Building Real-Time Streaming Data Pipelines With AWS Kinesis

Khanjanmarthak
Simform Engineering
10 min readMay 15, 2023

Enable your data to flow like a river with AWS Kinesis.

Imagine if you had a solution to produce and process massive amounts of data in real-time. By massive data, I mean the humongous data generated by millions of devices and applications across the globe. That’s exactly what Amazon Kinesis Services is designed to do — to provide a scalable and reliable platform for ingesting, processing, and analyzing streaming data in real time.

With this scalable and dependable platform, you can tap into the true potential of your data and get actionable insights faster than ever. Whether you’re dealing with clickstreams, sensor data, or social media feeds, Amazon Kinesis Services makes it easy to process data on the fly, so you can make real-time decisions and stay ahead of the curve.

Amazon Kinesis Services

Amazon Kinesis Services is a suite of services provided by AWS for easy extraction and processing of data. Here are the major services that make up Amazon Kinesis Services.

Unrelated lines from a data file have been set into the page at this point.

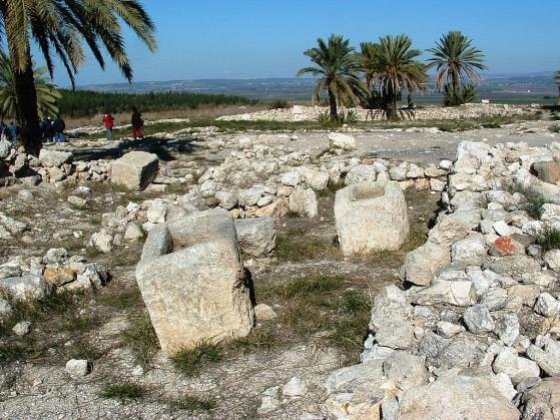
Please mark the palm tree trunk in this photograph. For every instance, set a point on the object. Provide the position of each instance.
(26, 109)
(332, 104)
(392, 112)
(455, 81)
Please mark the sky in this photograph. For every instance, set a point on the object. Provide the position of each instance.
(266, 38)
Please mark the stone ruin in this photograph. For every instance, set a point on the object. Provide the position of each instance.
(371, 216)
(193, 282)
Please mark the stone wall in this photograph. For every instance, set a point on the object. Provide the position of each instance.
(467, 111)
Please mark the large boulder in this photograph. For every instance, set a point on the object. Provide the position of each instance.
(135, 170)
(423, 264)
(361, 173)
(303, 202)
(257, 236)
(342, 142)
(29, 287)
(543, 400)
(192, 282)
(371, 217)
(54, 158)
(457, 397)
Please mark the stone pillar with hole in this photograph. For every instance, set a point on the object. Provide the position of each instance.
(371, 217)
(193, 282)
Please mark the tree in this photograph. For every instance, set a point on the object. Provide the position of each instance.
(456, 61)
(47, 94)
(337, 70)
(392, 64)
(557, 81)
(58, 27)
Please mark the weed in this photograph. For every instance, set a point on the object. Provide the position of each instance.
(142, 339)
(261, 338)
(554, 128)
(121, 299)
(92, 252)
(18, 350)
(190, 361)
(310, 286)
(549, 238)
(332, 188)
(533, 199)
(279, 104)
(295, 246)
(123, 391)
(192, 404)
(351, 326)
(71, 244)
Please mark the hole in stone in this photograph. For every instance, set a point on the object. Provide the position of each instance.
(367, 192)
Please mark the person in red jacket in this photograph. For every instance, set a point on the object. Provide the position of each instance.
(109, 123)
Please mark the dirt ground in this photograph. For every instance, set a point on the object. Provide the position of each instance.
(321, 299)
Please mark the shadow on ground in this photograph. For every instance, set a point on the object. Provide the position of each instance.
(161, 147)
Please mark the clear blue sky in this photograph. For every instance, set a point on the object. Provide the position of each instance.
(266, 38)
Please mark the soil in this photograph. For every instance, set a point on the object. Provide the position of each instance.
(95, 326)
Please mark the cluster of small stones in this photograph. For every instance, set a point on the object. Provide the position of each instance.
(252, 182)
(475, 333)
(304, 113)
(52, 166)
(34, 278)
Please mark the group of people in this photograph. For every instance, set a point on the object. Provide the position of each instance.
(136, 120)
(52, 130)
(9, 132)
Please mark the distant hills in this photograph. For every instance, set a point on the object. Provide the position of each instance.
(513, 88)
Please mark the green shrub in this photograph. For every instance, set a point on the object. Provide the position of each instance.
(279, 104)
(123, 391)
(190, 361)
(193, 404)
(456, 97)
(549, 239)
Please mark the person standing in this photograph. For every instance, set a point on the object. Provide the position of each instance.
(109, 123)
(137, 123)
(59, 126)
(13, 132)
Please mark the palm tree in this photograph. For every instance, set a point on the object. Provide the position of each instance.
(393, 65)
(58, 27)
(557, 81)
(337, 71)
(47, 94)
(456, 61)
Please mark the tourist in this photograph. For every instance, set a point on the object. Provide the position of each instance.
(58, 127)
(109, 123)
(13, 132)
(4, 131)
(137, 124)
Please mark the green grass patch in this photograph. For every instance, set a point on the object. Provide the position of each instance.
(123, 391)
(142, 339)
(193, 404)
(121, 299)
(351, 328)
(191, 361)
(296, 246)
(549, 239)
(261, 338)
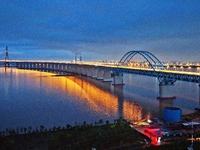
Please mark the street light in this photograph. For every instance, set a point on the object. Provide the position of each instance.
(192, 136)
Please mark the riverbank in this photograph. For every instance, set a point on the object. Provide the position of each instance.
(105, 136)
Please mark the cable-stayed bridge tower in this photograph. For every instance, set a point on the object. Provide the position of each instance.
(7, 64)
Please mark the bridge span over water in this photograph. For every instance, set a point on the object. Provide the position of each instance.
(113, 72)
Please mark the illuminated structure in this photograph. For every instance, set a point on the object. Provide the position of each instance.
(7, 58)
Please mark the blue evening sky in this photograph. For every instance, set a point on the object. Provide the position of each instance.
(100, 29)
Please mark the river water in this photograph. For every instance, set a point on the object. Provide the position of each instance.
(33, 98)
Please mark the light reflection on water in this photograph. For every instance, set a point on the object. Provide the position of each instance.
(33, 98)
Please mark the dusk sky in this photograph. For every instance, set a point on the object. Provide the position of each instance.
(100, 29)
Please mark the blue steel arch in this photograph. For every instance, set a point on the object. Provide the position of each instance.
(153, 61)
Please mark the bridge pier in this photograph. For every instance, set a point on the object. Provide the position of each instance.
(166, 91)
(107, 76)
(89, 72)
(118, 78)
(94, 73)
(100, 74)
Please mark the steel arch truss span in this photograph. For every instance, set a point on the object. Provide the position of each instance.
(154, 63)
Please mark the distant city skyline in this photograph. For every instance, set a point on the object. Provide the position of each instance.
(100, 30)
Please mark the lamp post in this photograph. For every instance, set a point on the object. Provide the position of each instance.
(191, 146)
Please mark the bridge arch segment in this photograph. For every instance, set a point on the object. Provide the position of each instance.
(154, 63)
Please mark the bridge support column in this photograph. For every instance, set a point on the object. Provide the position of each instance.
(107, 76)
(89, 72)
(100, 74)
(94, 73)
(118, 78)
(166, 91)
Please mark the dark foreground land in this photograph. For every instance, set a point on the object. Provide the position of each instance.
(117, 136)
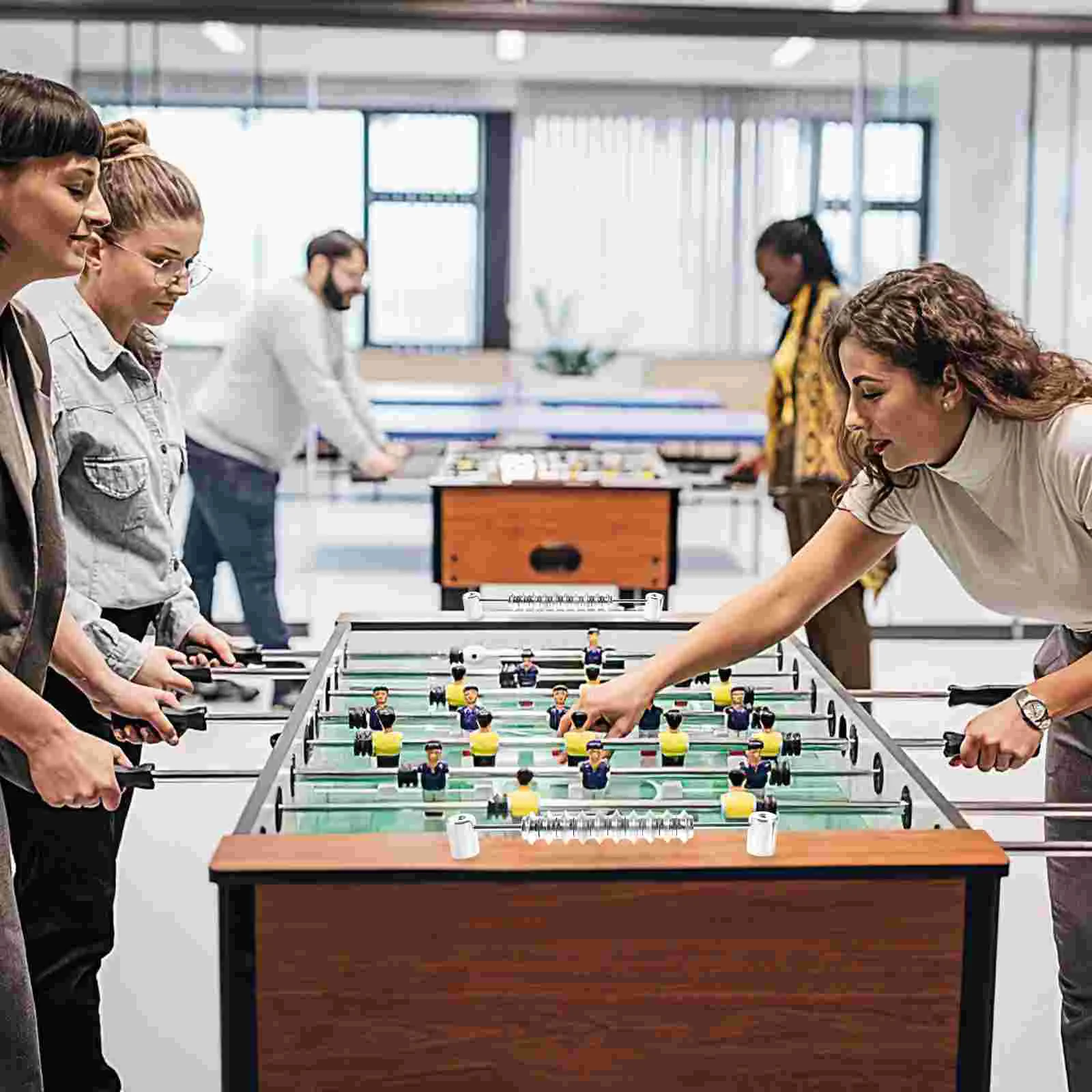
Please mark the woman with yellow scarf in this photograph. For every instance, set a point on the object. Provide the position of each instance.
(805, 409)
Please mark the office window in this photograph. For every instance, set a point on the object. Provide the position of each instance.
(262, 199)
(425, 199)
(893, 191)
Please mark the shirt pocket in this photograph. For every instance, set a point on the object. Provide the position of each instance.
(120, 486)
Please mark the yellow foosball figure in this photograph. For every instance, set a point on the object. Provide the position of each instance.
(456, 689)
(773, 741)
(524, 801)
(737, 803)
(720, 689)
(674, 743)
(484, 742)
(577, 738)
(387, 744)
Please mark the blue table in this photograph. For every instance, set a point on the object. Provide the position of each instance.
(483, 394)
(577, 424)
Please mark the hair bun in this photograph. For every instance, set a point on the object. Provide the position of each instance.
(126, 140)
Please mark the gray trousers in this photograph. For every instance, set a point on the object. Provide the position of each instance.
(20, 1070)
(1068, 780)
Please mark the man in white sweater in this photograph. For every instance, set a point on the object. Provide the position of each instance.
(284, 367)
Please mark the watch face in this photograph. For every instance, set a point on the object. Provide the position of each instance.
(1035, 709)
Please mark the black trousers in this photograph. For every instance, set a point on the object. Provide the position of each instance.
(66, 879)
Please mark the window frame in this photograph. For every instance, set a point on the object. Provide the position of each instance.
(922, 205)
(478, 200)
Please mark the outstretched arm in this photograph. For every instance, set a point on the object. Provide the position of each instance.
(840, 554)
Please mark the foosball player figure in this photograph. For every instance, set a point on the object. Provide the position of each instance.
(387, 743)
(771, 738)
(738, 713)
(592, 674)
(737, 803)
(380, 696)
(593, 655)
(756, 768)
(434, 775)
(485, 743)
(577, 738)
(469, 713)
(674, 743)
(650, 719)
(720, 689)
(527, 673)
(524, 801)
(595, 770)
(560, 708)
(456, 691)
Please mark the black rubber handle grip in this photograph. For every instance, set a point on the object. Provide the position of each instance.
(953, 743)
(138, 777)
(195, 674)
(980, 695)
(247, 658)
(183, 720)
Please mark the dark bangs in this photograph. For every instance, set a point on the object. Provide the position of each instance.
(40, 119)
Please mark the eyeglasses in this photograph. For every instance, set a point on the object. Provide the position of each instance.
(169, 271)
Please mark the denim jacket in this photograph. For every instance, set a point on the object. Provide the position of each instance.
(121, 456)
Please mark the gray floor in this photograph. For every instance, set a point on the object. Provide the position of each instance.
(353, 554)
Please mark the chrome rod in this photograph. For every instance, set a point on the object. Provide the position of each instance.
(879, 807)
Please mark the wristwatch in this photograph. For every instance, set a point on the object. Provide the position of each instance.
(1032, 709)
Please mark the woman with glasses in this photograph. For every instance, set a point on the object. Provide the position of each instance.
(120, 456)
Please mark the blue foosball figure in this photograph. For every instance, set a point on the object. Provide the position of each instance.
(595, 773)
(434, 775)
(527, 673)
(593, 655)
(560, 708)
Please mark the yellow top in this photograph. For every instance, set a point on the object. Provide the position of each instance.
(387, 743)
(674, 743)
(804, 397)
(484, 743)
(737, 804)
(721, 693)
(771, 743)
(523, 802)
(576, 742)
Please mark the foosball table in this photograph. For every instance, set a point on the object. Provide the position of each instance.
(613, 928)
(556, 515)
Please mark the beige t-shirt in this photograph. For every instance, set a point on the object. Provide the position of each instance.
(1010, 515)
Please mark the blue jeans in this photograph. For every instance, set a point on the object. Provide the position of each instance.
(233, 520)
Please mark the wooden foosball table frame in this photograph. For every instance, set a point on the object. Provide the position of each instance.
(851, 960)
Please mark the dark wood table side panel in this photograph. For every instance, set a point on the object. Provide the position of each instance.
(298, 854)
(622, 535)
(805, 986)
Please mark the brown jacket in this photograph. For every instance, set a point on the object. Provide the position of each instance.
(32, 527)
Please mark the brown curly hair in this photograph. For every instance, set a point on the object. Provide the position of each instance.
(926, 318)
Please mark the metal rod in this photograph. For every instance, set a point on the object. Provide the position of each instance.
(564, 773)
(764, 696)
(205, 775)
(878, 807)
(1024, 807)
(543, 743)
(270, 715)
(1050, 849)
(261, 673)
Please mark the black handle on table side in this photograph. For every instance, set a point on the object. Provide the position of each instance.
(247, 658)
(953, 743)
(980, 695)
(136, 777)
(182, 720)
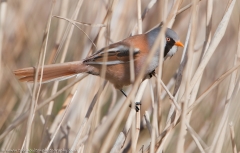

  1. Amazon Kinesis Data Streams: This service is used to collect, process, and analyze large amounts of streaming data in real-time. It enables you to create data streams and allows multiple applications to consume the same stream simultaneously. Data can be stored for up to seven days, and you can configure your stream’s shard capacity to meet your throughput requirements.
  2. Amazon Kinesis Data Firehose: This service is designed to capture, transform, and load streaming data into various AWS data stores and analytics services, such as Amazon S3, Amazon Redshift, and Amazon Elasticsearch. With Kinesis Data Firehose, you can easily prepare and transform your data before loading it to your desired destination.
  3. Amazon Kinesis Video Streams: This service allows you to securely stream video from various devices to AWS, where you can process, analyze, and store video data. Kinesis Video Streams also provides an easy way to integrate computer vision, machine learning, and analytics services to process video data in real-time.
  4. Amazon Kinesis Data Analytics: This service enables you to perform real-time analytics on streaming data using SQL or Java without the need for managing servers or infrastructure. It can automatically detect schema changes and can scale to handle changes in data volume and throughput.

Why choose Kinesis to process streaming data?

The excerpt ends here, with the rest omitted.